— Ох… — Мать Тереза огорчилась. Озаботилась. Людовика, напротив, была вне себя от ярости.
А я не проявила никаких эмоций.
— Когда он вырос, вокруг нашего дома стали бродить кошки, заигрывая с ним и зазывая. Это пугало его, он перестал выходить на улицу. Я решила, что ему пора познакомиться с миром и отнесла его на тротуар под окно. Он чуть с ума не сошёл от страха. Его окружили голуби, он испугался и отчаянно звал меня, мяукал, жался к стене. Другие животные и коты были для него странными созданиями, которым он не доверял, или врагами — их он опасался. А людей не боялся. Неожиданно прыгал мне на плечи, лизал мои волосы. Думал, что я — кот, а настоящие коты — это что-то другое.
Я помолчала.
Потянула за сутану Марию Терезу и начала медленно подниматься.
— Дочь моя… — заговорила Людовика, воспользовавшись моим молчанием, чтобы продолжить сцену. Ведь не могла же она, главная актриса, говорить меньше статистки. Но я остановила её. Взяла за руки и сжала так крепко, что она невольно замолчала.
Стоя рядом с ней, но по-прежнему скорбно опустив голову, я заговорила совершенно убитым тоном:
— Огромная соседская собака растерзала его. Он походил на игрушечного кота, на куклу, один глаз вывалился, лапа безжизненно свисала, ну совсем как кукла, которую разорвала какая-то жестокая девочка.
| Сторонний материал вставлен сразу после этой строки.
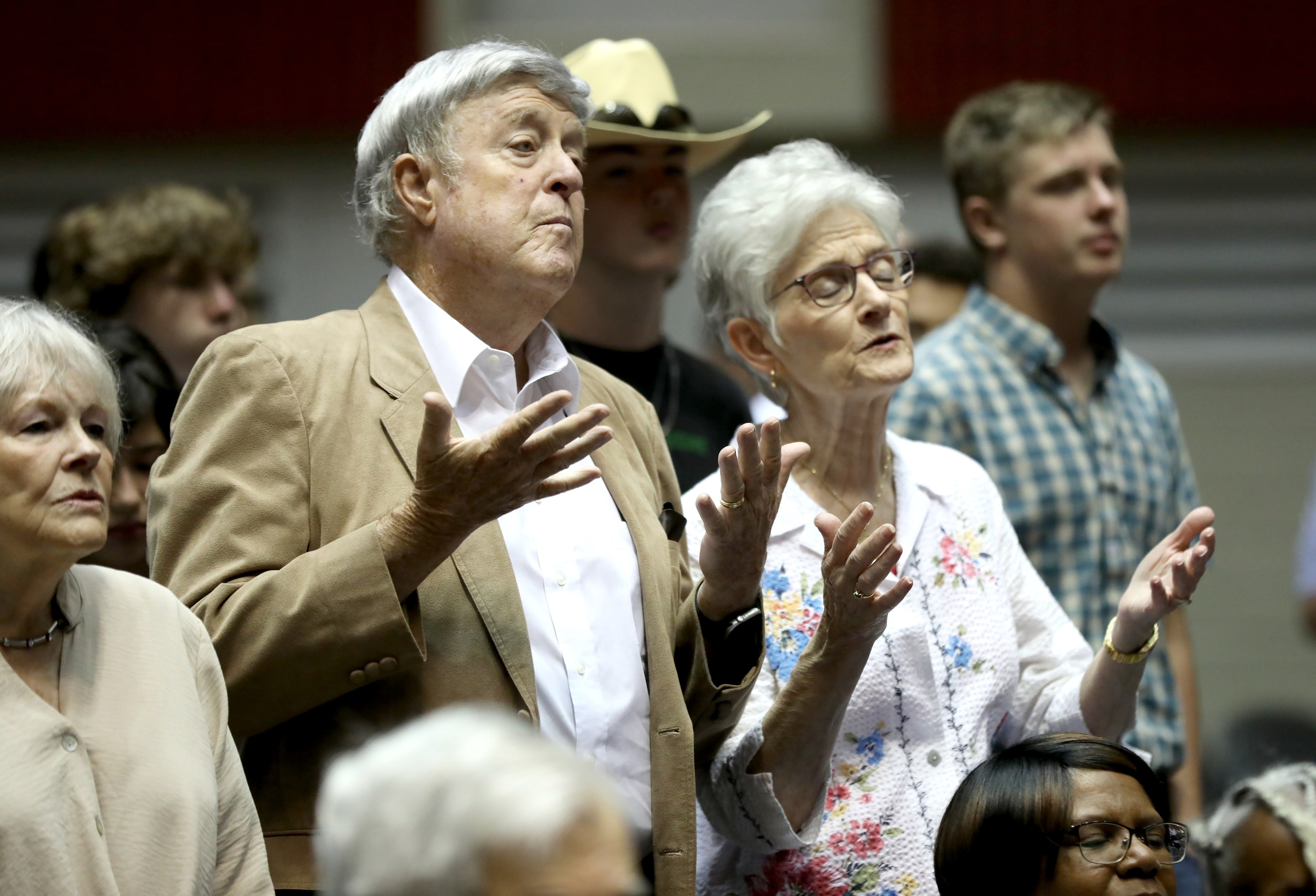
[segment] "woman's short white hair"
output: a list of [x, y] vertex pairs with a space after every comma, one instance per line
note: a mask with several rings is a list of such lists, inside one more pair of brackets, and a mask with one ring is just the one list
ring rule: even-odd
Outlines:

Я почувствовала, как руки Людовики постепенно выскользнули из моих ладоней. Не произнеся ни слова, она в потрясении упала на колени. Негромкий стук, раздавшийся при падении её невесомого тела, придал некий пафос финалу. В общем, она не так уж плохо довела сцену до конца. Иначе я не призналась бы в этом. Марио я никогда не лгала.
— Если будешь устраивать такие глупости, Леда, кончишь тем, что я перестану тебе что-либо рассказывать!
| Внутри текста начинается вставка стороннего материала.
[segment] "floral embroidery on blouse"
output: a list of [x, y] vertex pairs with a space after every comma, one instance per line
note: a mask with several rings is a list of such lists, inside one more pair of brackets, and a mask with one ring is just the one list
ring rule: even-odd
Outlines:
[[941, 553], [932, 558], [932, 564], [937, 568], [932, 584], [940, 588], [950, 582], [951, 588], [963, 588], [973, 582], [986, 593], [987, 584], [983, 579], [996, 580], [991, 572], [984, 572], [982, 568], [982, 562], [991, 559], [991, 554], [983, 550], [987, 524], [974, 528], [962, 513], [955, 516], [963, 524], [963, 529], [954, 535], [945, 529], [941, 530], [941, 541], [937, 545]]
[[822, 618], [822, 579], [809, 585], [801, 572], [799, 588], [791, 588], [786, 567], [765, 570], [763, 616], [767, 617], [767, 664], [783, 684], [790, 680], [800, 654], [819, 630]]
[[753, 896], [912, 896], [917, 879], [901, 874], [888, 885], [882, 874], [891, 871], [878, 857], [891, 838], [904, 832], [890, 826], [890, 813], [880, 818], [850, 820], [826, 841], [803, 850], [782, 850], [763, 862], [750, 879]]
— Да ладно, Марио. Я была умницей. Всё прошло прекрасно.
Оглушительные аплодисменты всех сестёр, изображавших публику, обрушились на нас, а я, с окровавленными бинтами на лице, хотела только одного: чтобы Людовика, стоявшая на коленях возле меня в своём белоснежном покрывале с синими полосами, промолчала. Ну хотя бы сейчас.
По счастью, сёстры, управлявшие занавесом, опустили его раньше, чем мы ожидали. Эти дежурные по столовой тоже были зрителями, причём прежних репетиций не видели и потому не знали, что финал этого спектакля придумала не сестра Стелла, а я.
И вот, когда мы оказались за красным бархатным занавесом, Людовика взорвалась.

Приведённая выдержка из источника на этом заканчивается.